Improving digital graphics and imagery has been solidly part of the entertainment, art, and advertising industries for decades. There are many classic examples of movies with now laughable stop-motion effects (1981’s Clash of the Titans anyone?), with awkward early computer generated imagery (the Syncro-Vox technique used for the 1960’s cartoon Clutch Cargo), and a plethora of movie posters with some scary photo editing (movie posters). Now, there’s no excuse for digital artists to produce a flawed product because deepfake technology has come so far that separating the authentic from the fake is frighteningly difficult. The recent action film, The Fall Guy, even included a deepfake as a plot twist, evidencing that we can build an almost perfect digital monster with just a few clicks. In this article, we’ll give you an update on deepfake technology and the quest to create an accurate analyzer.
“Anyone with basic computer skills and a home computer can create a deepfake,” states a US government advisory document from 2020 (GAO asset). That statement holds true, perhaps more so, today. Applications such as FaceApp, DeepSwap, Reface, Deepfakes App, Zao (China), DeepFaceLab, and a multitude of others are helping users create both deepfake photos and videos, including some with voice-swapping, quickly, cheaply, and in some cases, for free. Face-swapping is achieved by uploading both the source data and the target data to a neural network application. The source is the person whose face is going to be changed, and the target is the face that will be swapped in. The data uploads are images and/or videos.
When data is uploaded to the app’s cloud storage, the Generative Adversarial Network (GAN) both creates and analyzes the content being produced. Once the compiling and analysis reaches the default acceptance level of the application’s programming, the resulting image or video is delivered back to the user. This can require minutes or hours of processing time depending on the quantity of material uploaded, the complexity of the task, as well as the duration and quality of the final product. A still image, such as a selfie, takes less time than a video, and a video with voice requires even more time.

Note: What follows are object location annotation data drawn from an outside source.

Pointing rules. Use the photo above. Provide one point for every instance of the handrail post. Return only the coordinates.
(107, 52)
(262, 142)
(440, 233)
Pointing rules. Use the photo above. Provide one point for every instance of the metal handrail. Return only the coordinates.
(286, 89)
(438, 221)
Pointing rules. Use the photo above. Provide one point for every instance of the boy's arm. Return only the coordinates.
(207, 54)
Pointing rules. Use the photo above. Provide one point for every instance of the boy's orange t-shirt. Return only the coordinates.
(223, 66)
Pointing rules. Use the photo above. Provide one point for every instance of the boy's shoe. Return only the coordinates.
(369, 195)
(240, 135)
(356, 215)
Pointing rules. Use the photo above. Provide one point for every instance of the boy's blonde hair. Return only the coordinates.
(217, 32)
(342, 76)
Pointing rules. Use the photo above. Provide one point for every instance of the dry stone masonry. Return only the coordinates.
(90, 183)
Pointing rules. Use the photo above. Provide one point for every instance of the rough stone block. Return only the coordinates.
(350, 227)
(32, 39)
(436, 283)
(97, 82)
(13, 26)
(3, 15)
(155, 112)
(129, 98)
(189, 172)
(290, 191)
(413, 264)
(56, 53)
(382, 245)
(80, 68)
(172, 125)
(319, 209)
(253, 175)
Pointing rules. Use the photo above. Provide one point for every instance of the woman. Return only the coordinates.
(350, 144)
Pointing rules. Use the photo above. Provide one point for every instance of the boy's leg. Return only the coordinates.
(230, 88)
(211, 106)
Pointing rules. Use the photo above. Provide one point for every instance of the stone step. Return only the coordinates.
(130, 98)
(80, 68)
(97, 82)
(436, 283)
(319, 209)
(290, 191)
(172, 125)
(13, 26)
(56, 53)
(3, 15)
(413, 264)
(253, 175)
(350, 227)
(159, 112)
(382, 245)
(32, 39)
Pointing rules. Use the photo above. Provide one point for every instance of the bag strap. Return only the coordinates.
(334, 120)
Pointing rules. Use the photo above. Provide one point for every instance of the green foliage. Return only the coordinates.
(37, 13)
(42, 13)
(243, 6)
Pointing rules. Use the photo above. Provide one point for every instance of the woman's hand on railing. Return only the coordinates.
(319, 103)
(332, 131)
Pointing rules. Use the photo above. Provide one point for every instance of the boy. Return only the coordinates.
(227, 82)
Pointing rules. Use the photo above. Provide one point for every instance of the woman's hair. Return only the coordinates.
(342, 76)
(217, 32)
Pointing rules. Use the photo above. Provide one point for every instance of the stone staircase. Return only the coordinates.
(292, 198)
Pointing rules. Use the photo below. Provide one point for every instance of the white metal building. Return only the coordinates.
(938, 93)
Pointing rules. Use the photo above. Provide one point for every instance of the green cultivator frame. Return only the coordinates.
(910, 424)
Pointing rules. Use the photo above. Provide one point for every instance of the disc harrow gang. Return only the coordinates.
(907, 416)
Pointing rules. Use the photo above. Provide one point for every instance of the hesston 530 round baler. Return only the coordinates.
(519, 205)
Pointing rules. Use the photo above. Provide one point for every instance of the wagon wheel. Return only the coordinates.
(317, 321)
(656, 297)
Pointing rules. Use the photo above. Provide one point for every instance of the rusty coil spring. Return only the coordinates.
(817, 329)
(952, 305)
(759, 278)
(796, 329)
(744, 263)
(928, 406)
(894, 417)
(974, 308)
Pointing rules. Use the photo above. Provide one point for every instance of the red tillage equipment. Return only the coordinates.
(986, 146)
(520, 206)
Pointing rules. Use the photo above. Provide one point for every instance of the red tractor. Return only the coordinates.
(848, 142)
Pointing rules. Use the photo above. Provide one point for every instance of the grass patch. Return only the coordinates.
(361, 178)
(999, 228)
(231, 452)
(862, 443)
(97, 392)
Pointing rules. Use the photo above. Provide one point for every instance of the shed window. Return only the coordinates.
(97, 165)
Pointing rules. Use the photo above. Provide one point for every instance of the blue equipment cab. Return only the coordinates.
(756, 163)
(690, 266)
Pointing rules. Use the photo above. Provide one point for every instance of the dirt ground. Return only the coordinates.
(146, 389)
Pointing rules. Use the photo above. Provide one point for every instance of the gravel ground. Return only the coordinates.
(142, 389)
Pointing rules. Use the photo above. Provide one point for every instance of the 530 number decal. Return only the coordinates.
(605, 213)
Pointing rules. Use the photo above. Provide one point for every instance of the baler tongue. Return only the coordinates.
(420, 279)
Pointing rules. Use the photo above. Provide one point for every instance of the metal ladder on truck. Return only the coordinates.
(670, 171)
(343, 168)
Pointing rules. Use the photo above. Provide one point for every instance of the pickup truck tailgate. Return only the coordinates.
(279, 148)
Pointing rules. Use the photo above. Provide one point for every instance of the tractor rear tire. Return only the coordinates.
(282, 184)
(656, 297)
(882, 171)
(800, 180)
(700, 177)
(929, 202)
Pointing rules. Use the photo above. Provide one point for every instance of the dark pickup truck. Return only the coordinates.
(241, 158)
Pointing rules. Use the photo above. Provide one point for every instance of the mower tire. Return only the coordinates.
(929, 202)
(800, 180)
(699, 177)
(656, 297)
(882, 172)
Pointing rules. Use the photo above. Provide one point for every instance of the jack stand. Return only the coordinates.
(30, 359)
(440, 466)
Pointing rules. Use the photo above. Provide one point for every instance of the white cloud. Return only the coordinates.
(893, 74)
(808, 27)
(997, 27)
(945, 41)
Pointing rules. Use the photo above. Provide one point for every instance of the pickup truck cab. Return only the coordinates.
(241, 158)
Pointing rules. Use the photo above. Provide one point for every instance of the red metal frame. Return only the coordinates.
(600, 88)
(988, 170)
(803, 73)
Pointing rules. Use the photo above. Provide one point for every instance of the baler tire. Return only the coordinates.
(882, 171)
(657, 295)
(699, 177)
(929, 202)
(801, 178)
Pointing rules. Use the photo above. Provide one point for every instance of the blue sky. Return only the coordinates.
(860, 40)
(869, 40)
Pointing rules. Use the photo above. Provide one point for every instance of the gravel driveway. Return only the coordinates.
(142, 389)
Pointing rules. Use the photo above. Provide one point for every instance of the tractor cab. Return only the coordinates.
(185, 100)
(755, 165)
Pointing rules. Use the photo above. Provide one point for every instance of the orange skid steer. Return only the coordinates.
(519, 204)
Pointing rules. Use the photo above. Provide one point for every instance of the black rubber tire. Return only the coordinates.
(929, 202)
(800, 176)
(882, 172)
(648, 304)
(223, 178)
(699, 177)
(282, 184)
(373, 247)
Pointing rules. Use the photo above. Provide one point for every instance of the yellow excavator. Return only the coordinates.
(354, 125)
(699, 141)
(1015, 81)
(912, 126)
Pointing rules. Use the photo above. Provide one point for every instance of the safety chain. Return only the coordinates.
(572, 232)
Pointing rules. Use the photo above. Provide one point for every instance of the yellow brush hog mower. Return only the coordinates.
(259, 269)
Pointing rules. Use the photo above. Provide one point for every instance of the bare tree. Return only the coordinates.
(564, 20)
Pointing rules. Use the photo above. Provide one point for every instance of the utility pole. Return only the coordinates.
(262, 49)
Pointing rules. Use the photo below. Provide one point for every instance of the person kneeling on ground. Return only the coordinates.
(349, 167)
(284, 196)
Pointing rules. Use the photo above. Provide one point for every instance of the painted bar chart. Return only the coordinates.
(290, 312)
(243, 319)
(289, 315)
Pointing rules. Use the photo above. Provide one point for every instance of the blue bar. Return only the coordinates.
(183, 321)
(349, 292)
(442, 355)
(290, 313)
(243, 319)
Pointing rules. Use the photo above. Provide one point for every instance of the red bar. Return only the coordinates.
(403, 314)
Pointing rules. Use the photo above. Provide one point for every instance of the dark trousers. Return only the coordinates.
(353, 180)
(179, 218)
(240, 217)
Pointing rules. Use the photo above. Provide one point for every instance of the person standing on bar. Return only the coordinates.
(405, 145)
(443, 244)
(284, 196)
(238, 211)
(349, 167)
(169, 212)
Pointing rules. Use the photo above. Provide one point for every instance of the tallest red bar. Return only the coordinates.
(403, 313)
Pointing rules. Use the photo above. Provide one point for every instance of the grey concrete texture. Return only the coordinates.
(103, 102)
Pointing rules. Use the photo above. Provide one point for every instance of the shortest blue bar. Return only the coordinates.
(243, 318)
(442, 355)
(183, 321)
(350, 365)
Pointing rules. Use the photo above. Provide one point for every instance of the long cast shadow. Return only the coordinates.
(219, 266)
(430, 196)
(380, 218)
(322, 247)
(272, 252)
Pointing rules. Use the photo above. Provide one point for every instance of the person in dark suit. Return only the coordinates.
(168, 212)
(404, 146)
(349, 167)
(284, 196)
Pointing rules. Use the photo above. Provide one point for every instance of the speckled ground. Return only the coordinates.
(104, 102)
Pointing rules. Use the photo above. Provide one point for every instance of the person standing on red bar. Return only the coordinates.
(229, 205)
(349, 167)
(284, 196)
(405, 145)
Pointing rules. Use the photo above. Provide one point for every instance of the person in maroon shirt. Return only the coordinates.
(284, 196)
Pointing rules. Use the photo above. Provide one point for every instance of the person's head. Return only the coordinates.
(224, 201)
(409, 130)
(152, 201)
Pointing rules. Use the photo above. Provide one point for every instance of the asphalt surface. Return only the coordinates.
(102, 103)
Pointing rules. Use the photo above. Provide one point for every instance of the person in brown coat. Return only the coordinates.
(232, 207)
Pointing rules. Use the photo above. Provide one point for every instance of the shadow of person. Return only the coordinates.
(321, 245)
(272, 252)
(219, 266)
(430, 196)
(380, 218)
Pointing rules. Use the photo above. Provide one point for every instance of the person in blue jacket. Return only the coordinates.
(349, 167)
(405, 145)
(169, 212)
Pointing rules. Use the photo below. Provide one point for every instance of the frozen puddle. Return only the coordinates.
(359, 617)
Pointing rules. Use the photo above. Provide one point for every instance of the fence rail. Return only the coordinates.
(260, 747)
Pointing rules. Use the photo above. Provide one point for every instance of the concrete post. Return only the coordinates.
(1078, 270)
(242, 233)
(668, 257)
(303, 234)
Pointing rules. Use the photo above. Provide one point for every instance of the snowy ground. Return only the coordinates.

Many apps will return samples of the source and target data that was used to produce the final product, such as the variety of facial expressions used to build the deepfake, or the speech selections that were used to create the new soundtrack. From that, various apps provide the option to retrain the GAN in order to improve the final product. Adding an additional source and target content or selecting from previously uploaded content can often bolster the quality of a deepfake. Depending on the app, the user may also be provided with the “loss value,” which is a number that corresponds to the accuracy of the swap. The smaller the loss value, the more the new product resembles the target. Like most AI applications, GANs are garbage in, garbage out systems.
The advancement of GAN technology, a form of AI, is driving the improvement in deepfake technology. In fact, the progression of deepfake technology is raising concerns. In the early days when deepfakes contained obvious flaws such as extra fingers on hands, lip movement that didn’t align to the speech, mismatched earrings, and other defects in the desired product, it was easier to detect a deepfake image or video. Now, the technology has become advanced enough, and users have learned to train the GAN well enough, that loss values are decreasing and the detection process is more difficult.
Three solutions being used and improved to help with identifying deepfakes are watermarking, detection, and blockchain. A digital watermark is metadata – data about data – that may or may not be visible at the display level but is certainly machine readable and producible. Much like the metadata (called EXIF data) contained in a digital photograph, a digital watermark contains information about when and how the deepfake was created, including the application used to create the deepfake. Many creators are watermarking their original content so that if it is used in a subsequent deepfake, the original content may be traceable. There is no legal requirement to include digital watermarking on deepfakes currently, and while some applications are adding digital watermarking options voluntarily, it’s not yet ubiquitous or industry standard. In February 2024, over 200 organizations from OpenAI and Google to Bank of America and JP Morgan Chase signed onto an AI consortium addressing AI safety, including watermarking (Reuters article). Like watermarking, registering a work on a public blockchain can help trace subsequent alterations or use in compiling a deepfake by including metadata that records the blockchain entry.
Detection of deepfakes is coming along as improvements in machine learning advances due to significant capital investments. The idea is to train the detector to analyze the content for the work of GAN technology that would be missed by the human eye. Much of this work dovetails with the work being done to improve detection of AI-generated images from Stable Diffusion, Midjourney, and others. The accuracy of detection technology, while greater than the average human, is still not failsafe. When we consider the development cycle of AI-based products, it’s easy to understand that creation proceeds detection.
The scary things created as deepfakes aren’t the only things created with deepfake technology. Like so many other technologies, it’s a tool that relies on the user for guidance. We can use deepfakes to create hilarious face swaps of us and our pets, or to create monstrous videos that demean and defraud. The choice is up to us to choose wisely and not create a digital Frankenstein.